9.1B Multiresolution Tiling for Interactive Viewing of Large Datasets

Wednesday, 17 January 2001: 1:45 PM
K. Palaniappan, University of Missouri, Columbia, MO; and J. B. Fraser

The size of remotely sensed imagery continues to grow at rapid rates with the advent of new high resolution sensors such as one meter imagery from Ikonos or 36 spectral bands from Terra/MODIS. Image mosaics covering large geographical regions are also becoming more prevalent. For example, a Landsat TM mosaic of the conterminous United States (US) at 30 m resolution results in an image with dimensions of 218,000 x 95,000 pixels and uses 160 gigabytes (GB) of storage space at multiple resolutions to facilitate interactive visualization. New techniques are needed to efficiently store and quickly retrieve such large datasets for interactive viewing on computers with physical memory many times smaller than the size of the data to be viewed. Additionally, these datasets often reside on a remote machine further complicating the ability to view and manipulate this data. We present a system for interactively viewing such datasets that not only exceed available memory resources, but potentially exist only in secondary storage of a remote system.

We define optimization criteria to provide for an efficient and truly interactive system. In particular, our goal is to minimize network and disk I/O, while maximizing both on-disk data compression and viewer refresh rate. In order to meet these criteria, several schemes for maintaining the data at multiple resolutions and organizing the data into tiles are presented for providing scaled views and efficient retrieval of view-dependent subsets of the data. These tiles are used within a paging system to make efficient use of memory by caching and swapping sections of data from secondary storage to primary memory based on view in a way similar to that of a virtual memory operating system. Within this system, client-server approaches using existing internet protocols are used to provide similar caching of data to provide interactive viewing of remote datasets.
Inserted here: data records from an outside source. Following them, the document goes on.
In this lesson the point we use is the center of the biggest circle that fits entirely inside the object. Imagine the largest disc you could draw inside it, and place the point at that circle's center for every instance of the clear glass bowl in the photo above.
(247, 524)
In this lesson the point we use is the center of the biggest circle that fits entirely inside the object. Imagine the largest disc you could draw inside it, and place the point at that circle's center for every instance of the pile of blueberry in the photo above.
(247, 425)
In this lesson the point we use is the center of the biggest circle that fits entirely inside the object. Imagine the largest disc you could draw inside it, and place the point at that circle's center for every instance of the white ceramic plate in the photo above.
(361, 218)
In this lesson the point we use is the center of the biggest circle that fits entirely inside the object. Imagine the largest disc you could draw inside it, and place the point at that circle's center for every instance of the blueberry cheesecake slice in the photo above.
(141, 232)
Additionally, approaches for compressing this structured data using wavelet-based compression are given.

This system is designed to meet not only the needs of two-dimensional image data, but adapted for viewing multispectral remote sensing data products and to provide volumetric compression of multidimensional data. Finally, comparisons are made with existing techniques for compressing and viewing very large datasets such as LizardTech's MrSid, and the JPEG 2000 standard.